Find the indefinite integral in two ways.
∫(2x-1)^2 dx
The first way I used was using the power rule and chain rule with substitution.
Let u = 2x - 1
du = 2 dx
(1/2)∫ u^2 du
(Applying power rule)
(1/2) * (u^3/3) + C
=(2x-1)^3/6 + C
What would be another way of finding the indefinite integral??
Just expand the polynomial and integrate all the terms:
4x^2-4x+1 dx
Another way of finding the indefinite integral of ∫(2x-1)^2 dx is by expanding the expression and then integrating each term separately.
Expanding the expression (2x-1)^2, we get:
(2x-1)^2 = (2x-1)(2x-1)
= 4x^2 - 2x - 2x + 1
= 4x^2 - 4x + 1
Now we can integrate each term separately:
∫4x^2 dx = (4/3)x^3 + C1 (using power rule)

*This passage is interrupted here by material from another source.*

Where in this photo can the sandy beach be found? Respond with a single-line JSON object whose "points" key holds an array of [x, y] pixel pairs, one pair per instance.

∫-4x dx = -2x^2 + C2 (using power rule)
∫1 dx = x + C3 (since the integral of a constant is the constant times x)
Combining the integrals, we get:
∫(2x-1)^2 dx = (4/3)x^3 + C1 - 2x^2 + C2 + x + C3
Simplifying further, we can combine the constants:
= (4/3)x^3 - 2x^2 + x + C
So, the indefinite integral of ∫(2x-1)^2 dx can also be written as (4/3)x^3 - 2x^2 + x + C.